Drones flock, concrete hovers and lamps bloom as Studio Drift reimagines science and nature
Last December, Studio Drift unleashed Franchise Freedom, a formation of 300 drones fitted with a light source that went flying and flocking, as birds would, into the dark Miami night. Using computer algorithms, the studio added starling flight patterns to the drones’ software to emulate a phenomenon previously only seen, on this scale at least, in the natural world.
The Amsterdam-based studio, founded in 2007 by Netherlands-born artist Lonneke Gordijn and her British/Dutch partner Ralph Nauta, aimed to address the balance between the individual and the group, and how animals trade their individual needs for the safety of numbers. It was also a thrilling spectacle and perhaps a defining moment in ‘tech art’, the creative push and pull of technology into new shapes and forms.
The work of the interdisciplinary studio employs a special position in the tech art movement. Using sculpture, installation and performance, Gordijn and Nauta, who are both graduates of the Design Academy Eindhoven, take on the delicate, often destructive, relationships between human evolution, natural forces and technological advancement.

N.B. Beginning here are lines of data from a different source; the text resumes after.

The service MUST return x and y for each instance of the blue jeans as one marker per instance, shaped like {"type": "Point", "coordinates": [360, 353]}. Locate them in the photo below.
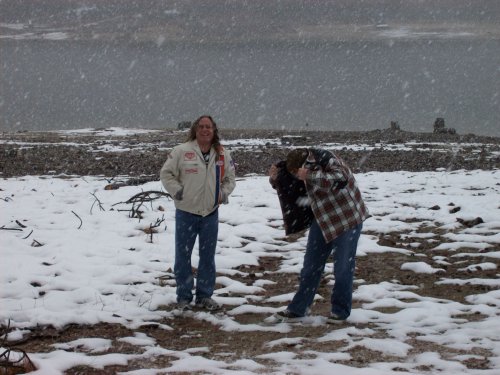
{"type": "Point", "coordinates": [317, 253]}
{"type": "Point", "coordinates": [187, 227]}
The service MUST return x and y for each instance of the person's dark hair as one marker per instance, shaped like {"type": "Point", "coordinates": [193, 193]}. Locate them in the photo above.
{"type": "Point", "coordinates": [295, 159]}
{"type": "Point", "coordinates": [215, 142]}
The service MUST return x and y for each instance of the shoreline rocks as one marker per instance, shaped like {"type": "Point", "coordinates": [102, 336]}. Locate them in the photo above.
{"type": "Point", "coordinates": [254, 151]}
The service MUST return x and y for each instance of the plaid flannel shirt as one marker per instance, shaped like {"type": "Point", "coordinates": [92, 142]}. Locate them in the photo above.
{"type": "Point", "coordinates": [335, 197]}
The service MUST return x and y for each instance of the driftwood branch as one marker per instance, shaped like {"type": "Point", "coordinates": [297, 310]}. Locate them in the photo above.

Gordijn rose to international attention with her first light sculpture, Fragile Future, in 2005. Nauta later joined her in developing the project, which features delicate dandelion seed heads attached to LEDs, powered by bronze electrical circuits. ‘We were still finding out what our interests were,’ Nauta says. ‘I am very much interested in science fiction and Lonneke in natural processes. This project became the basis of Studio Drift.’